In the experimental task, participants chose between two options. Each option had a different likelihood of yielding rewards, visually indicated by the amount of evidence (ovals). Before deciding, they could gather extra information about how likely each option was to yield a reward.

Finding

Participants sought additional information not when they were most uncertain about which option was likely to reward them, but when the desirable option was currently less likely to reward them. In other words, participants’ information seeking was triggered by a conflict between the two options (the one desirable and the other supported by the current evidence).

Therefore, people strategically seek information to resolve conflict between possible actions.

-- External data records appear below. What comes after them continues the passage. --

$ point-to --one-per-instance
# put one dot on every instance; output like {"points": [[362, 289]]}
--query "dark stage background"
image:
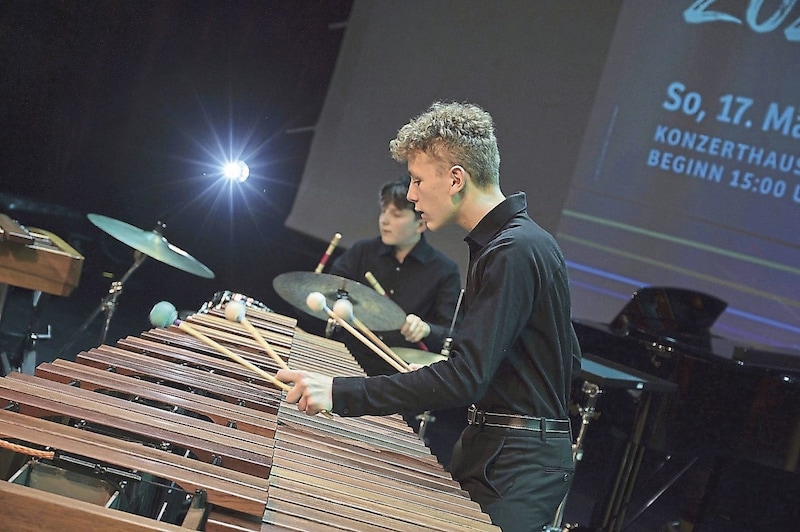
{"points": [[128, 109]]}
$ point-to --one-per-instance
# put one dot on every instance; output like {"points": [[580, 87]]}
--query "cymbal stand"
{"points": [[108, 304], [592, 391]]}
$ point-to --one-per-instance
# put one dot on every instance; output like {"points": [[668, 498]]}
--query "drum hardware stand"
{"points": [[27, 354], [108, 304], [587, 412]]}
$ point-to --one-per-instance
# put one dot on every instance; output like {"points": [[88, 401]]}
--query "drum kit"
{"points": [[374, 311], [146, 244]]}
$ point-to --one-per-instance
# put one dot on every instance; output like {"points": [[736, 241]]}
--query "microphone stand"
{"points": [[108, 304]]}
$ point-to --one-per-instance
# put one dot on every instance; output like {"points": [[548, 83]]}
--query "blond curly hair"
{"points": [[453, 133]]}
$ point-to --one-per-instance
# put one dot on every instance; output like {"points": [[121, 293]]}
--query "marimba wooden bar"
{"points": [[212, 443]]}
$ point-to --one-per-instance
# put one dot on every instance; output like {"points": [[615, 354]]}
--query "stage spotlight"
{"points": [[236, 170]]}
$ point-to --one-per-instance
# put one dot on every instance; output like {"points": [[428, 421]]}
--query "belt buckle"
{"points": [[475, 416]]}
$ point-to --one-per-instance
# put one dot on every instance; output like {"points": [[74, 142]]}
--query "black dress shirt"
{"points": [[514, 352], [426, 283]]}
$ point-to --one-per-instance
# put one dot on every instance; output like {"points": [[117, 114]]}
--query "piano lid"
{"points": [[669, 311]]}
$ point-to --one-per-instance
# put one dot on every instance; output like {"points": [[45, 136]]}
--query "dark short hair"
{"points": [[396, 192]]}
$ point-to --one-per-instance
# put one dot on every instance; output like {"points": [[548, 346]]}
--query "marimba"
{"points": [[162, 432]]}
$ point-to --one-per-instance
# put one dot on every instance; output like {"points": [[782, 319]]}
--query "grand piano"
{"points": [[736, 407]]}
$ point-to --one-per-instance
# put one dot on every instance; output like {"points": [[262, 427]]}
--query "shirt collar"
{"points": [[495, 219], [422, 252]]}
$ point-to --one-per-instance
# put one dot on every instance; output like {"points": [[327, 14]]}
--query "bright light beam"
{"points": [[236, 171]]}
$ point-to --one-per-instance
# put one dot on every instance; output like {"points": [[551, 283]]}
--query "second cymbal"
{"points": [[375, 311], [418, 356]]}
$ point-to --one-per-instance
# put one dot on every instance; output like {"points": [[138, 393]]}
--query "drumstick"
{"points": [[378, 288], [344, 309], [236, 311], [316, 301], [163, 312], [328, 252]]}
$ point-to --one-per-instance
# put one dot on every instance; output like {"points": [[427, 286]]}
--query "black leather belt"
{"points": [[514, 421]]}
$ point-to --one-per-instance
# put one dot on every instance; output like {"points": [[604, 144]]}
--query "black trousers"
{"points": [[516, 476]]}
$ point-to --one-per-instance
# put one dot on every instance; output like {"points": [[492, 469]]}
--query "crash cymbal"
{"points": [[376, 312], [151, 243], [418, 356]]}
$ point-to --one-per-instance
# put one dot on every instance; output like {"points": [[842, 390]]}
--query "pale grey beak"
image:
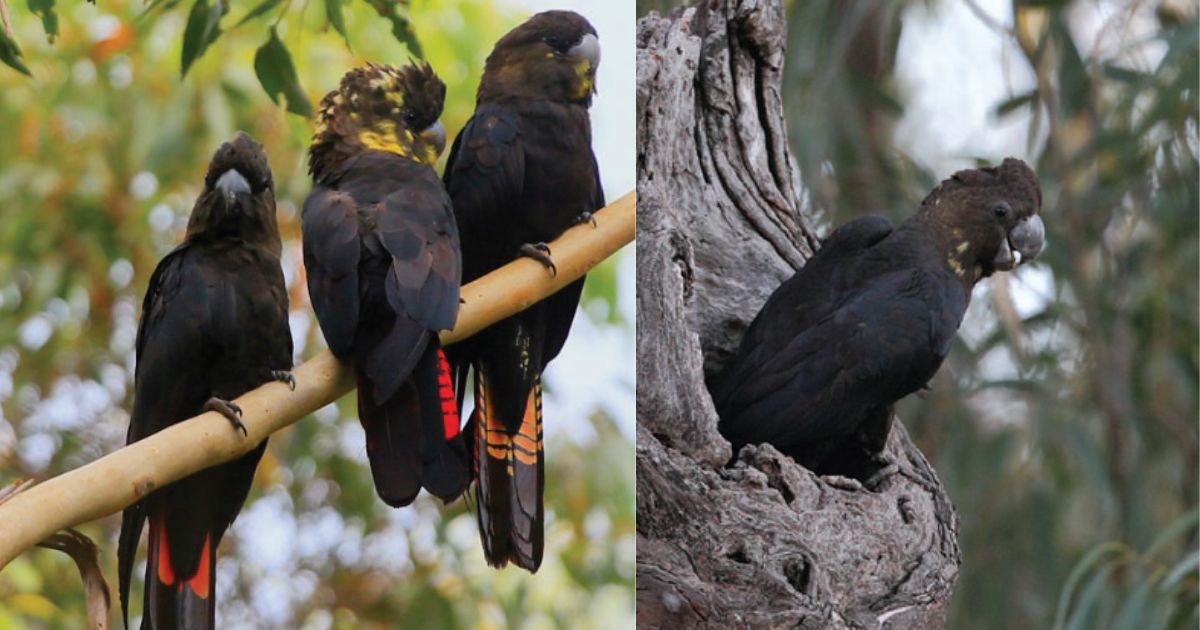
{"points": [[588, 48], [231, 185], [1027, 238]]}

MODELING + data science relevance

Challenge

Prior to this project, there was no established modeling approach to information seeking. I developed a new approach to uncover the relationship between information seeking and the key experimental variables (which option was desirable, which option was expected to be rewarding). It was critical to estimate the relationship without imposing a specific structure (e.g., linear, quadratic), so that I could conduct a valid statistical inference on its shape.

Approach

I used Gaussian Process (GP) logistic regression. GP regression is a principled way to estimate smooth functions without imposing a form. It is a powerful tool in any domains where we need to uncover interpretable behavior patterns shaped by multiple factors in some unknown manner.

Results

GP regression revealed that participants gathered information the most when the current evidence favored the undesirable option, supporting our behavioral insight that information seeking is triggered by conflict between possible actions.

Participants’ tendency to gather extra information peaked not when both options were equally likely to yield rewards, but when the undesirable option was slightly more likely to yield rewards.

To further evaluate the statistical evidence for this claim, I conducted model comparison by cross validation (leave-one-participant-out). My original model (driven by a conflict between actions) outperformed alternatives.

This demonstrates that advanced, nonstandard methods such as GP can still support rigorous statistical inference with proper techniques such as cross validation.